When two siblings share an inheritance, their best intentions to redistribute the property can backfire and trigger unnecessarily high taxable capital gains.
When their mother died, Troy and Karl were joint beneficiaries of her will and inherited the lakeside cottage she’d lived in for the past 30 years.
Troy lives out of province and would rather not be saddled with the responsibility for the house, so the brothers decide that Troy will sell his portion to Karl for about half of what it’s worth, who plans to keep it in the family while his kids are young as a vacation home.
However, if Troy does sell the house to Karl, he may be triggering a higher tax bill in the future if and when Karl sells the cottage. The reason is that the low sale price will trigger a high taxable capital gain for Karl. The irony is that if he just gave the house to Karl, the problem could be avoided.
The capital gain you eventually get taxed on is calculated as the Proceeds of disposition (POD, i.e., the price for which you sell the property) minus the Adjusted Cost Base (ACB, i.e. the price for which you are deemed to have acquired the property).
To minimize capital gains, you want to keep these two numbers, POD and ACB, as close together as possible. The smaller the difference between them, the smaller the capital gain.
When you acquire a property via a purchase, the ACB is considered to be the lesser of the fair market value of the property (FMV), or the price you paid.
In the case of Karl and Troy, selling for below market value makes the ACB lower, which means that if Karl sells the house at a profit, that profit will be higher for tax purposes than it would have been if he’d purchased Troy’s half at its FMV.
So does that mean Troy should sell the house to Karl for the full FMV, even though he doesn’t really care about the money? No. He should give it to him.
Gifts, like inheritances, are non-taxable. However, any increase in value of an inherited asset such as a cottage during the period in which the inheritor possesses it, is taxable. So while Karl doesn’t pay tax on property he inherits at the time he inherits it, from that point on all the gains are his (tax) responsibility.
But how do you calculate the ACB of something you received as a gift? Since you obtained it for zero dollars, shouldn’t the ACB be $0? And doesn’t that mean an even bigger gain?
No. For tax purposes, when you receive a gift from a non-arms’-length person, e.g. a sibling, parent or spouse, the ACB for the recipient is considered to be the fair market value (FMV) even though the recipient paid nothing.

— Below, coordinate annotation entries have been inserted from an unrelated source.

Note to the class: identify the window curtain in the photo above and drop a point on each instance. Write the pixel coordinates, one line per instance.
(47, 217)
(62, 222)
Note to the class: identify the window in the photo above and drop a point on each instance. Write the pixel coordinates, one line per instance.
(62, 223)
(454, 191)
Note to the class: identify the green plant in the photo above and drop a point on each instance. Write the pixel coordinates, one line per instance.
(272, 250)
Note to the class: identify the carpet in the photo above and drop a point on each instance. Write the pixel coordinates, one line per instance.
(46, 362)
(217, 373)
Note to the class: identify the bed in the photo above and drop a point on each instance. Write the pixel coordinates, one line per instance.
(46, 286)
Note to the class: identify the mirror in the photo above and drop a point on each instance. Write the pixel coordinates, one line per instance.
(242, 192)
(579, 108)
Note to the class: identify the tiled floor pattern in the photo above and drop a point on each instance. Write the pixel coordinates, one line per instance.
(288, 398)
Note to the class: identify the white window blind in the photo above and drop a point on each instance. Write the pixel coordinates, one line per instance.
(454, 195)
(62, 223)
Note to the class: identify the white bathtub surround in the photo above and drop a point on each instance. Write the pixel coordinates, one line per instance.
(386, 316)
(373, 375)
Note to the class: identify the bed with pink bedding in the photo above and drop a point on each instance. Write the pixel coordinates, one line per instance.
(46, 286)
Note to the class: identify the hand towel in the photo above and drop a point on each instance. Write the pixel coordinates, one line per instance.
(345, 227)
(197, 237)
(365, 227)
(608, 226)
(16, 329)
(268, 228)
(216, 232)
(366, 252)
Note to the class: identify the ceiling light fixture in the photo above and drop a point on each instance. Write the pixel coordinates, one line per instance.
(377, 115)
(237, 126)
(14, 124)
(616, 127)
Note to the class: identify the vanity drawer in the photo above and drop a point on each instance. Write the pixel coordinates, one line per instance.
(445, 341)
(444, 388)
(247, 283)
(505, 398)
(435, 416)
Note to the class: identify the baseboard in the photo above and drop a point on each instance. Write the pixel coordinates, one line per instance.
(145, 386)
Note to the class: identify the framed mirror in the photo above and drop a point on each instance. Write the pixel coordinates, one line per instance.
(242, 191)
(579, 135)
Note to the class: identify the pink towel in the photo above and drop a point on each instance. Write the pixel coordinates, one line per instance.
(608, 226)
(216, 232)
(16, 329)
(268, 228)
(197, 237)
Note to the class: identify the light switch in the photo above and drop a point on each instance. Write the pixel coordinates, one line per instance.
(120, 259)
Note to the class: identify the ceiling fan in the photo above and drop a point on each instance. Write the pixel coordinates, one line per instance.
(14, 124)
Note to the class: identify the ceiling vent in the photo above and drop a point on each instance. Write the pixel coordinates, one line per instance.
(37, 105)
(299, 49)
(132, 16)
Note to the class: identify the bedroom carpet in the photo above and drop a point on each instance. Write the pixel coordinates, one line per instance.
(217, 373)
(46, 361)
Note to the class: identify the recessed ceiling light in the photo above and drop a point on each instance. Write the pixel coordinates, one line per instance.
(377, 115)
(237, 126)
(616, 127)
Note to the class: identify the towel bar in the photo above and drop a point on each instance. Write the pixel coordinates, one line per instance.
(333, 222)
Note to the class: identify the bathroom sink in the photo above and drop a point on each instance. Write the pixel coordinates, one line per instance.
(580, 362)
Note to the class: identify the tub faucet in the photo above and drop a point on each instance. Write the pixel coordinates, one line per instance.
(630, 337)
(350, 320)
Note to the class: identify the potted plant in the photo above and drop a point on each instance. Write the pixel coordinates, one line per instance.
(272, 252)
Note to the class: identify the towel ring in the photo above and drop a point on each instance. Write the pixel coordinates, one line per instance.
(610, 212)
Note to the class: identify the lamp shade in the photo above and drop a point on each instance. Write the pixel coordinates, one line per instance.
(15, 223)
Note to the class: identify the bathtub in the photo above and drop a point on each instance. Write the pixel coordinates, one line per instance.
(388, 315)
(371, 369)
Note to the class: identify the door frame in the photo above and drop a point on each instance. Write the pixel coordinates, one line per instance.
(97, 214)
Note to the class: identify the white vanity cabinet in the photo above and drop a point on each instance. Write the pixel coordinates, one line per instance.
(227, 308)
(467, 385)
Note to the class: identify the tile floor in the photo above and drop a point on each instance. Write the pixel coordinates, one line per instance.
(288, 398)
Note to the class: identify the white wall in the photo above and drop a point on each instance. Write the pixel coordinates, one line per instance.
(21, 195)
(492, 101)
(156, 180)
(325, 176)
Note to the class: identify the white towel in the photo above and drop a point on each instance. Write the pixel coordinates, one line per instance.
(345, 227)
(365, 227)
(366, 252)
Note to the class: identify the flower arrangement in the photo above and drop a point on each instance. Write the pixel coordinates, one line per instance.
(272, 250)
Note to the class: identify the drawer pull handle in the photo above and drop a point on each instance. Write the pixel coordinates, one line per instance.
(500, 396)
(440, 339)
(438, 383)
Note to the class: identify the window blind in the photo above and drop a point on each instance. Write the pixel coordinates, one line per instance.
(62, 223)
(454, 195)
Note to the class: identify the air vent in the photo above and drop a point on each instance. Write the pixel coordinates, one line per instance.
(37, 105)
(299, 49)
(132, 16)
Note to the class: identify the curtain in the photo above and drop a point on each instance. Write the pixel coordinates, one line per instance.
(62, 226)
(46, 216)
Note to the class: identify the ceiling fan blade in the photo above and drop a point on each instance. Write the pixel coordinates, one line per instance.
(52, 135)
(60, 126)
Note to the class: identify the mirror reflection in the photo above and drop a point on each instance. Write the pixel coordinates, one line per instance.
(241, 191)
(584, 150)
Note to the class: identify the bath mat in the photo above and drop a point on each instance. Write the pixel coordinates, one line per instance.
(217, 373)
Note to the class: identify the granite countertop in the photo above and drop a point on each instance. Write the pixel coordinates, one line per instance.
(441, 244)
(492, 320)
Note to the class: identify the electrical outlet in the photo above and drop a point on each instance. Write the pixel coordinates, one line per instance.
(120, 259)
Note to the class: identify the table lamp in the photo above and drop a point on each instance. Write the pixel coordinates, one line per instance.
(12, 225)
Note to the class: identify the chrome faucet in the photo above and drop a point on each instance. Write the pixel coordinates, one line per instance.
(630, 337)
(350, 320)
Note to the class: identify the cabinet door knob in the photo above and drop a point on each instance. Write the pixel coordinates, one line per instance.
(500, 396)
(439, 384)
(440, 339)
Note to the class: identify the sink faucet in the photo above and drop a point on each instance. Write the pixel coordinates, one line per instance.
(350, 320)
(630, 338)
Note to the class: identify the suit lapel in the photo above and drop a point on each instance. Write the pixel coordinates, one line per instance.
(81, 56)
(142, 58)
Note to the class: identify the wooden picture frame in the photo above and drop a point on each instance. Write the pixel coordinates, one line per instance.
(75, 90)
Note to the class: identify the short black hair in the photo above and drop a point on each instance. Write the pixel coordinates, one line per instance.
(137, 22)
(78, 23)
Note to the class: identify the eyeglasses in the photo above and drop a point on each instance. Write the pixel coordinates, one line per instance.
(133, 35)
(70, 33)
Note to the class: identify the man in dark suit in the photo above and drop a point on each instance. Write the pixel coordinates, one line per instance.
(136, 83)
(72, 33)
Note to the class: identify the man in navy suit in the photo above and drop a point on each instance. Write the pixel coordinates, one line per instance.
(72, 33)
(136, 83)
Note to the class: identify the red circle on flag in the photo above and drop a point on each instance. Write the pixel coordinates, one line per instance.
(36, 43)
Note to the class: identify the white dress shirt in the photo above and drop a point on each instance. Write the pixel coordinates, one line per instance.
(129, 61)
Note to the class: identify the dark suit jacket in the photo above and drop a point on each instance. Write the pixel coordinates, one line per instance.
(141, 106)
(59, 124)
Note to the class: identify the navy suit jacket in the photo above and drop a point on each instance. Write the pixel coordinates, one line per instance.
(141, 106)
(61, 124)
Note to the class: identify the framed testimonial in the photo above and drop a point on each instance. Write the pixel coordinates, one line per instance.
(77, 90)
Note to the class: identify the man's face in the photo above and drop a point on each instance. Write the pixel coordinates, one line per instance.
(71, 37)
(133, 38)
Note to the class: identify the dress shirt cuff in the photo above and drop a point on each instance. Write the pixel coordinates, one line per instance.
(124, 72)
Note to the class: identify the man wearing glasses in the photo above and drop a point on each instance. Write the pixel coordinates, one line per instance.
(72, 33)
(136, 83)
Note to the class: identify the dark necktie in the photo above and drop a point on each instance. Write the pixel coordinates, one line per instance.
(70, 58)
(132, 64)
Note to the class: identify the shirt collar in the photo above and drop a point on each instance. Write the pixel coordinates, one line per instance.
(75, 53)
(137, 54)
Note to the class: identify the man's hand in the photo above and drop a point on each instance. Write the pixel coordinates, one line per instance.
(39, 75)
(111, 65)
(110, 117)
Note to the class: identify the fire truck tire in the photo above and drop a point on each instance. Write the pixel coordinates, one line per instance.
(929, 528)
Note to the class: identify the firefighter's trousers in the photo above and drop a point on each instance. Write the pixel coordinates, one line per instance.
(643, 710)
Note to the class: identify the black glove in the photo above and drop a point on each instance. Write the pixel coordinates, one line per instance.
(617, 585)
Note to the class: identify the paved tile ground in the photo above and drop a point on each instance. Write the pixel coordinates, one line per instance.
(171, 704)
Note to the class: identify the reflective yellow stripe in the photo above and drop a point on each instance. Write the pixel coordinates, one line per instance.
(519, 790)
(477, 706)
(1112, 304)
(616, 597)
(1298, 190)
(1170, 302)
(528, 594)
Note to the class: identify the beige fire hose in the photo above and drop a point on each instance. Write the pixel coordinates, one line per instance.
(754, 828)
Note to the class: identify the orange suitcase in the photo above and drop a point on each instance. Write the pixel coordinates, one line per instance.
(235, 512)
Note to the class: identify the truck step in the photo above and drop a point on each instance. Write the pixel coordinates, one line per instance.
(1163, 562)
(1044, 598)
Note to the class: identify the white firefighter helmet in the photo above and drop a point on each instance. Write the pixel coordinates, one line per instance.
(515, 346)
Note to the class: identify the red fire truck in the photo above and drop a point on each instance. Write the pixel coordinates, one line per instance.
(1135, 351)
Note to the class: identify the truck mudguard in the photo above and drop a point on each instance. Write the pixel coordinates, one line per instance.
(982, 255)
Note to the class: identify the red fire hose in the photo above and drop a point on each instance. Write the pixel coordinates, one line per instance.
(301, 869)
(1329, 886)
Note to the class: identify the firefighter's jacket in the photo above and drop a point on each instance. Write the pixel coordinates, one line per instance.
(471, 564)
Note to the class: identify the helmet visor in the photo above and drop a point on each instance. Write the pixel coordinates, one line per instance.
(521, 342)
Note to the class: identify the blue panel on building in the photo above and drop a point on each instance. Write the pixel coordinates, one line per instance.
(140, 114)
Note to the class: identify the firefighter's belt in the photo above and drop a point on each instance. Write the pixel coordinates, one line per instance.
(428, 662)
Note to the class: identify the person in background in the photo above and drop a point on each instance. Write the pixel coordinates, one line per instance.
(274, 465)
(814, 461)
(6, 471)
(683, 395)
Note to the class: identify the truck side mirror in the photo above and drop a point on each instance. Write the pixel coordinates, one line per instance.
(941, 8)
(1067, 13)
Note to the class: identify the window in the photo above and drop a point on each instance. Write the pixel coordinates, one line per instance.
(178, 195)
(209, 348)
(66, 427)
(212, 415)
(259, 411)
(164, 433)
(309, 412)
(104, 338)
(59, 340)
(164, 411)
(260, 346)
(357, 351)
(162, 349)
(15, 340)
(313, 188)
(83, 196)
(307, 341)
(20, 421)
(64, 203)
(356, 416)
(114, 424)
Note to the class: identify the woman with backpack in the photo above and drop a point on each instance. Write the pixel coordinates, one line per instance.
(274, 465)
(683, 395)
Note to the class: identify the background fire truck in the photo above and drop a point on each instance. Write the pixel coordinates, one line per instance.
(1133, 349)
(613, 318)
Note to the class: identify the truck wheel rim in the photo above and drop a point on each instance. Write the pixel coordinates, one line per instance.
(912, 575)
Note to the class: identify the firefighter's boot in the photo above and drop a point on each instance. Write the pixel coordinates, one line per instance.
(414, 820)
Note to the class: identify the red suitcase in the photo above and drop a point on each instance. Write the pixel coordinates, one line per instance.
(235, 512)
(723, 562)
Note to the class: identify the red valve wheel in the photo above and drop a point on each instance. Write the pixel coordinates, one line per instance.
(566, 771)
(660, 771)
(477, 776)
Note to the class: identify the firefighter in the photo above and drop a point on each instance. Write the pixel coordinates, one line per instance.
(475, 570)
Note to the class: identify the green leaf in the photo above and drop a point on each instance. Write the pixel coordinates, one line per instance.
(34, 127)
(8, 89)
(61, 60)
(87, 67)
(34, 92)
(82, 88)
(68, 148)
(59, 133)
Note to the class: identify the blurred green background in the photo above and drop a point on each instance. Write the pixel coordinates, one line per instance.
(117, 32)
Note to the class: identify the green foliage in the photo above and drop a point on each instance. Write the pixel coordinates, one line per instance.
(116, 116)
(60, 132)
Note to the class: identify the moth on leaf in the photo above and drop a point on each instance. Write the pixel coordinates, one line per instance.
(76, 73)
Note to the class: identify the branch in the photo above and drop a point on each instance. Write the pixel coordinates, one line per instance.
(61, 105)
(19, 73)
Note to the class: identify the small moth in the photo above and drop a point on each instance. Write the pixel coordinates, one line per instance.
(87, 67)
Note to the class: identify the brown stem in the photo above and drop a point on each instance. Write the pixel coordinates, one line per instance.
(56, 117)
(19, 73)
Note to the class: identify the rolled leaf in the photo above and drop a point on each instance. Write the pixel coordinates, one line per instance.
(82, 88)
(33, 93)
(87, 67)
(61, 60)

In other words, if Troy just gives his half of the cottage to Karl, when Karl goes to sell he can use as his Adjusted Cost Base the full FMV of the property, instead of the artificially low FMV that would be used in the case of a sale at below market value.
Example: Assume the cottage has a fair market value of $300,000 at the time Karl and Troy jointly inherit it. Ten years later, Karl will sell it for $500,000.
Case 1: If Troy sells his half, worth $150,000, to Karl for just $75,000, Karl’s capital gain is as follows:
Adjusted Cost Base (ACB): $225,000 (Karl’s inherited half at $150,000, plus the $75,000 for the other half)
Capital Gain = $500,000 – $225,000 = $275,000
Case 2: If Troy gives his half to Karl, Karl’s capital gain is as follows:
ACB: $300,000 (the FMV of the cottage)
Capital gain = $500,000 – $300,000 = $200,000
Capital gains are 50% taxable, so in the second scenario Karl pays tax on $37,500 less (half of $275,000 – $200,000) income.
Note that there’s nothing stopping from Karl making a ‘gift’ of $75,000 to his brother, after Troy makes a gift of his half of the cottage.